Manchin skipped controversial Senate votes to attend Christmas party

He may be willing to put a bullet in liberal carbon tax legislation but newly elected West Virginia Democrat Joe Manchin is taking fire from Republicans for skipping out on two controversial Senate votes on “don’t ask don’t tell” and youth illegal immigrant amnesty.

While he had issued statements on Saturday saying that he opposed both liberal-backed bills, Manchin failed to show up to vote against them, choosing instead to attend a family Christmas party.

“While he regrets missing the votes, it was a family obligation that he just could not break,” Manchin spokesman Sara Payne Scarbro told the Charleston Gazette. According to Scarbo, the senator and his wife had “planned a holiday gathering over a year ago with all their children and grandchildren as they will not all be together on Christmas Day.”

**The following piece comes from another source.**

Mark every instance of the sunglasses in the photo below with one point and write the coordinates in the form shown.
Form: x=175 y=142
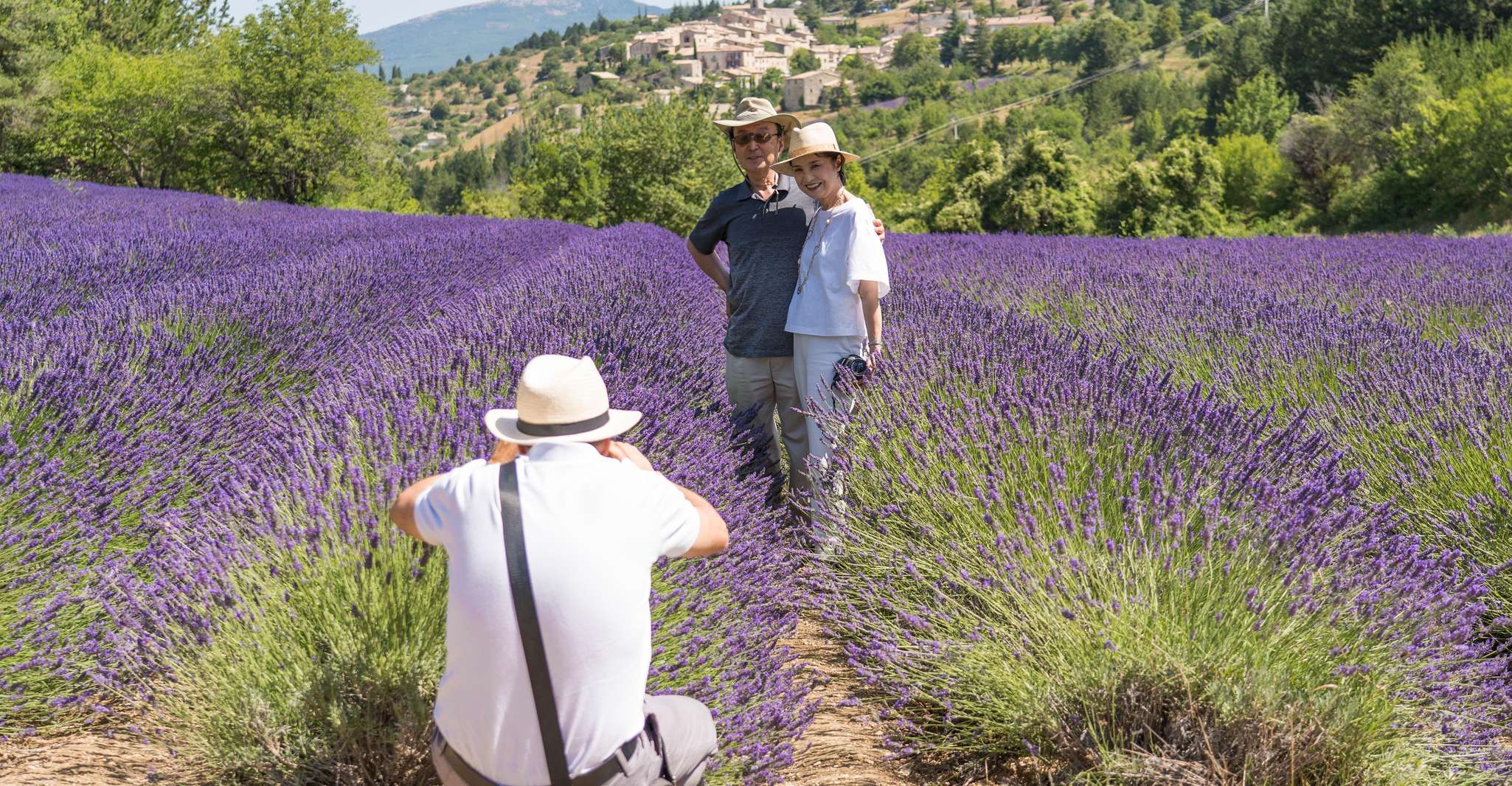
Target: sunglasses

That explanation proved unpersuasive to Republicans. In a press release, National Republican Senatorial Campaign Committee spokesman Brian Walsh accused Manchin of demonstrating he doesn’t take his job seriously:

“I’m sure that most Senators, as well as the hundreds of staffers who had to come to work today, would have rather been at a Christmas Party like Joe Manchin. […]  For a Senator who has only been on the job a few weeks, Manchin’s absence today, and the apparent lack of seriousness with which he takes the job he was elected to do, speaks volumes.”

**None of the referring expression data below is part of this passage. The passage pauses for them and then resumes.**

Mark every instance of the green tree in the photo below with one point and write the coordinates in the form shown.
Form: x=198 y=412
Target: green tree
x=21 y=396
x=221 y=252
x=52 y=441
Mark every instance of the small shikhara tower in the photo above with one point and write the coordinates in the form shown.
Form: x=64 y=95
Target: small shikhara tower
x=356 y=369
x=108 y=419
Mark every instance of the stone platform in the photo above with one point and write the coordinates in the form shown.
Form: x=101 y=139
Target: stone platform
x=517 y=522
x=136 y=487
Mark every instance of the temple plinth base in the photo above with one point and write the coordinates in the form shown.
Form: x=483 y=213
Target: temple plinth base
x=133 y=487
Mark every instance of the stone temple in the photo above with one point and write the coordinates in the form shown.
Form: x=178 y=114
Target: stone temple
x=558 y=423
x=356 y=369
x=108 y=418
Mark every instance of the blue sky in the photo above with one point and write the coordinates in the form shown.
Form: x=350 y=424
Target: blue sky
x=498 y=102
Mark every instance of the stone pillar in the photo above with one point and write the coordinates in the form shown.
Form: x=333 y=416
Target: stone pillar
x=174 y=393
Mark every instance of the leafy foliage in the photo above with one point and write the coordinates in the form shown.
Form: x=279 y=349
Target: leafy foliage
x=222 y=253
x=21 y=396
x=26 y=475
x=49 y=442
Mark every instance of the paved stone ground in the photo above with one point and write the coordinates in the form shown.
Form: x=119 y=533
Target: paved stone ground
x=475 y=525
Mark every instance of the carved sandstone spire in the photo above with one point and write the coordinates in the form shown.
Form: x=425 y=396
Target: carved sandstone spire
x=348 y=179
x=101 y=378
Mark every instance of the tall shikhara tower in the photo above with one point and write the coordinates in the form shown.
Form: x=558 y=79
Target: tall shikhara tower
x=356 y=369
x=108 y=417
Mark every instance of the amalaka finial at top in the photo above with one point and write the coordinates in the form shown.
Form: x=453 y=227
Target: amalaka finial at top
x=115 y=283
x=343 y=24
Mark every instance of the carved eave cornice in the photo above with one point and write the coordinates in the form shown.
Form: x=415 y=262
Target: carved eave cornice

Walsh noted that even Oregon Democrat Ron Wyden, set to undergo surgery to treat prostate cancer on Monday, turned out for the two Senate votes.

Prior to those press releases on Saturday, Manchin’s position on don’t ask don’t tell was quite unclear. He had voted previously with Republicans against ending debate on the measure but then later said that the military’s ban on openly gay servicemembers “needs to be — and will be repealed.”